En lo bueno y en lo malo, en la riqueza y en la pobreza, en la salud y en la enfermedad, hasta que la muerte nos separe.
Las grandes empresas, pero las grandes de verdad, tienen dos opciones: renovarse o morir. Quizá no morir hoy, ni mañana y quizá tampoco en los próximos años, pero a largo plazo nada de lo que hoy, o mejor dicho ayer, está dominando su campo de trabajo tendrá cabida. Y por lo tanto, de no cambiar, estarían abocadas a la desaparición. A la vuelta de la esquina está el próximo Google, el siguiente Uber o el Apple del futuro.

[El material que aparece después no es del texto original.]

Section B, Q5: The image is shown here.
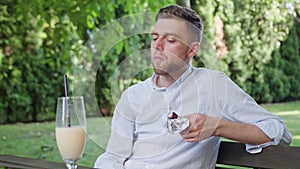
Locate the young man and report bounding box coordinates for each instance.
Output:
[95,5,291,169]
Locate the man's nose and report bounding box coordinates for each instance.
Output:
[154,37,164,50]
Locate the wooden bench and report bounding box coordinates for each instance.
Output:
[216,141,300,169]
[0,141,300,169]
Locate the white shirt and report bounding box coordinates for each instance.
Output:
[94,67,291,169]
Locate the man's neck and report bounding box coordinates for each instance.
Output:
[156,67,188,87]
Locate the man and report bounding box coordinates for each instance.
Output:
[95,5,291,169]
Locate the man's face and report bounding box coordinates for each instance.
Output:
[151,18,191,75]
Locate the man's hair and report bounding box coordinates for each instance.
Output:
[155,5,202,42]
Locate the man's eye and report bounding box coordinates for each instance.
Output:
[167,38,176,43]
[152,36,157,41]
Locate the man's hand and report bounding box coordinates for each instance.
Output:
[180,113,220,142]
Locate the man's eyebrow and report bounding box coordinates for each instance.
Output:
[151,32,180,39]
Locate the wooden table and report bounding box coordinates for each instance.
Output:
[0,155,91,169]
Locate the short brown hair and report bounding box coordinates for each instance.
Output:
[155,5,202,42]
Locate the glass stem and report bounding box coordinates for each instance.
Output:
[65,160,77,169]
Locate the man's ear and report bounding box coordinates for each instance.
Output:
[188,42,200,58]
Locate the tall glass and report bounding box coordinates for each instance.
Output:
[55,96,87,169]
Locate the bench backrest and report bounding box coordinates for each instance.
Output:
[217,141,300,169]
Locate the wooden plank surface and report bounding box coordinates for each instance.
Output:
[217,142,300,169]
[0,155,91,169]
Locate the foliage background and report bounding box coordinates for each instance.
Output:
[0,0,300,123]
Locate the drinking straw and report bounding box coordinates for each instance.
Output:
[64,74,71,127]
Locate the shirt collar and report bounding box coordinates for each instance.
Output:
[151,66,193,92]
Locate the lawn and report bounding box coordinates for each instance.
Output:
[0,101,300,168]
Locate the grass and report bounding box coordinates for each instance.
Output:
[0,101,300,168]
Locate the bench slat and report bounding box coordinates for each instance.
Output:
[217,141,300,169]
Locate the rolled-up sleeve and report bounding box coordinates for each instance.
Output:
[219,74,292,154]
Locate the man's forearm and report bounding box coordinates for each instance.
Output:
[213,119,273,145]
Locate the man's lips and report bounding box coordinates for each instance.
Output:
[153,56,164,61]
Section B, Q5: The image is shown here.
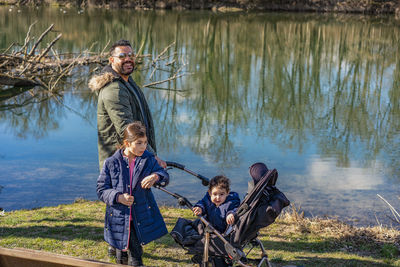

En esta dicotomía pueden optar por la innovación interna o fijarse en esas pequeñas que, pese a su tamaño, se ha comido partes importantes de tartas que antes se creían propiedad exclusiva de algunos mayores. A la fuerza, y quizá por insistencia machacona, las startups se han hecho ese pequeño hueco en el mercado. Adalides de la creación de riqueza, puestos de trabajo especializados y de alta cualificación, pero sobre todo de la innovación, han obligado a muchos a fijarse en sus curiosos y diferentes modelos de producción. Y, en definitiva, a fijase en ellas como objetivo. ¿Comprarlas, crearlas, simularlas? Cualquier cosa vale. Las aceleradoras e incubadoras de startups se suceden por cada esquina; cada vez más especializadas, cada vez más exigentes y enfocadas a un determinado campo; y muchas de ellas vienen de parte de esas grandes que han visto, no sabemos si de forma pasajera, …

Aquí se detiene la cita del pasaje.